The government had raised the FDI limit for foreign banks to 74 percent from 49 percent last year, along with full fungibility between FIIs, FPIs and QFIs, subject to the overall cap of 74 percent, and that there won't be any change or control or management in the bank concerned.
The report comes at a time when public sector banks (PSBs) are reporting huge losses, even as the government has a Rs 70,000 crore capital infusion programme for PSBs in tranches spread over four years starting FY2016.
The programme envisages Rs 25,000 crore to be infused this fiscal and an equal amount in FY2017, followed by Rs 10,000 crore each in the next two financial years.
State-owned banks are sitting on a huge amount of stressed loan on their books, forcing them in turn to write off Rs 1.14 lakh crore in bad debt between FY 2012-2015 and eroding their profitability and ability to lend.
The provisioning for bad loans has gone up sharply in the current quarter, in view of the Reserve Bank of India's Asset Quality Review to clean up banks' balance sheets by March 2017.

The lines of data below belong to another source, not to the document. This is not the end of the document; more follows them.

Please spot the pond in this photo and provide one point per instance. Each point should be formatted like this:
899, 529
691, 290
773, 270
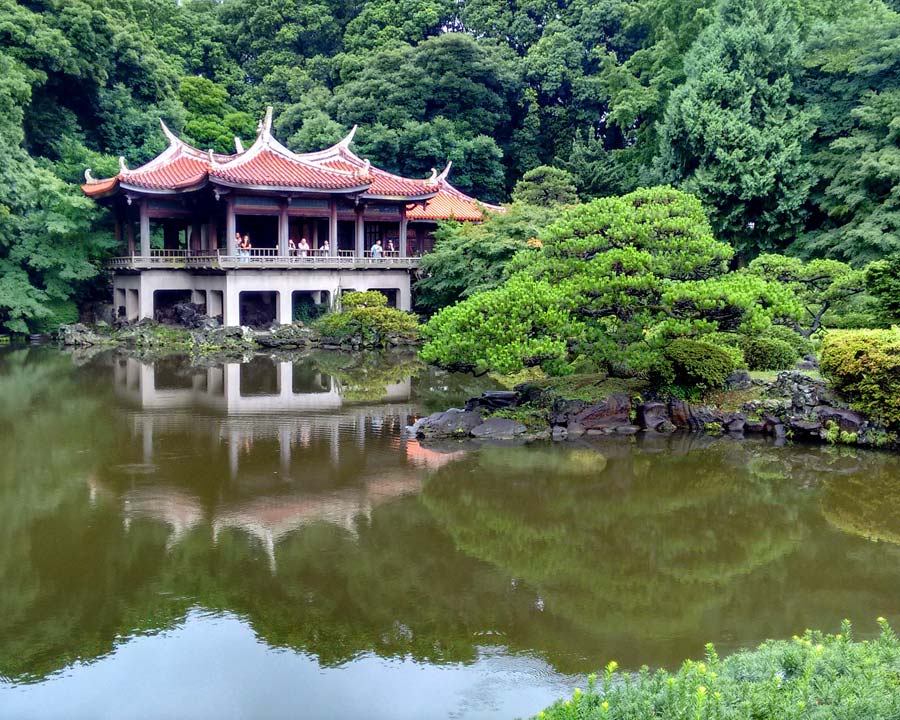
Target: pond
263, 540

The quarter ended December 2015 was especially bad, with eight PSBs reporting cumulative losses exceeding Rs 10,000 crore.
India's second-largest lender Bank of Baroda reported a net loss of Rs 3,342 crore in the third quarter ended December 2015, the highest-ever quarterly loss by an Indian bank. In the corresponding period last fiscal, it had reported net profit of Rs 334 crore.